Not only is the plot the same as in Escape From New York, the characters are similar. Even Russel's acting hasn't changed from the original. This makes the movie simply look like a revamped version of the original, shot woth better film.
This is an OK movie to do every once and awhile. Its nothing special, just really campy. Kurt Russel's performance isn't spectacualr, but what would expect for the role. Steve Buschemi (proving once again he'll be in any movie) plays a sleazy dealer in LA, who is either helping or tricking Plissken. He's a bright point to the movie, and makes it slightly more entertaining.

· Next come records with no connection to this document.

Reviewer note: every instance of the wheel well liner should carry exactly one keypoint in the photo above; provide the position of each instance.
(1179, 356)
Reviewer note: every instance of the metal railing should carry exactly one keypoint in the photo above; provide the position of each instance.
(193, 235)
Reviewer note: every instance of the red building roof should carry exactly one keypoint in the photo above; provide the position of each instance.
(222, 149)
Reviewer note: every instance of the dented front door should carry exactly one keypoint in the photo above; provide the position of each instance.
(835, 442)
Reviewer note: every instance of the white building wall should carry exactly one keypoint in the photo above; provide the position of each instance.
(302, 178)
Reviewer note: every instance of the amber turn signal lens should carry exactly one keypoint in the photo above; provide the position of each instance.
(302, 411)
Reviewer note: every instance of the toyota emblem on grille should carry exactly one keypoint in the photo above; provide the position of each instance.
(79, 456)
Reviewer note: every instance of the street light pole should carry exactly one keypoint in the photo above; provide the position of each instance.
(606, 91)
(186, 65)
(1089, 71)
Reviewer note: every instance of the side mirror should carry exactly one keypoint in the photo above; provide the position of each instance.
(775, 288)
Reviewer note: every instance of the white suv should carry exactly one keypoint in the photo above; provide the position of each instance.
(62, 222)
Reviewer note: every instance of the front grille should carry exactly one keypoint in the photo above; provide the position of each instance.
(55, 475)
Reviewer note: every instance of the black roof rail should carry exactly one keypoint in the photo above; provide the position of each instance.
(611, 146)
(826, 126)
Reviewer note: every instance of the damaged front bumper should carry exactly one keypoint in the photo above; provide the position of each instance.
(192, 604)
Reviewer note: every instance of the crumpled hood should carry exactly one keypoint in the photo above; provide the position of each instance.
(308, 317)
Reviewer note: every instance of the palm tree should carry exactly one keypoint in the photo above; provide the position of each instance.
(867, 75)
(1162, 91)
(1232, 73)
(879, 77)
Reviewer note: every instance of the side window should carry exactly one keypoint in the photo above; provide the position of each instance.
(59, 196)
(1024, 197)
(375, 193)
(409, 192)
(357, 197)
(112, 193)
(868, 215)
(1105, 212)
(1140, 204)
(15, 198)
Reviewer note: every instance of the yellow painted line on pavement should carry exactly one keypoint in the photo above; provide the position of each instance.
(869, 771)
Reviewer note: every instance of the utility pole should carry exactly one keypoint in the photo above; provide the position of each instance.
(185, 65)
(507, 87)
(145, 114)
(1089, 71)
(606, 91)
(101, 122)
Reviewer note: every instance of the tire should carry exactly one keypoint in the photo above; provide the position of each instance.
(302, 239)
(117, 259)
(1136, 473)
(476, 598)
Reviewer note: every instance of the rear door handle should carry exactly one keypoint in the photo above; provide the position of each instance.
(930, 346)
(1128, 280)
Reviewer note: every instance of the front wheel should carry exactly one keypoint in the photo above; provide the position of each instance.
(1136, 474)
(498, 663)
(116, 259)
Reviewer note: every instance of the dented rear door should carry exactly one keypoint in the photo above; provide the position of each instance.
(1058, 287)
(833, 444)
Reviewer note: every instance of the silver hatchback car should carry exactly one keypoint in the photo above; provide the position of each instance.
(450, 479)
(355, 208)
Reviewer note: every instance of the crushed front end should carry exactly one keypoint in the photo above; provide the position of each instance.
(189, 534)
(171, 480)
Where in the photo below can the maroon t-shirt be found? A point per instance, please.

All and all a mediocre sequal to a camp classic. Its kind of fun but can't meet up to the standard the original provides. If you must buy this movie don't take it too seriously. Its campy fun for a 90's film, but you would be better off watching Escape From New York. Not really a movie you'll find yourself watching over and over again. I would recommend watching it when it comes on TV, rather then paying money for the DVD.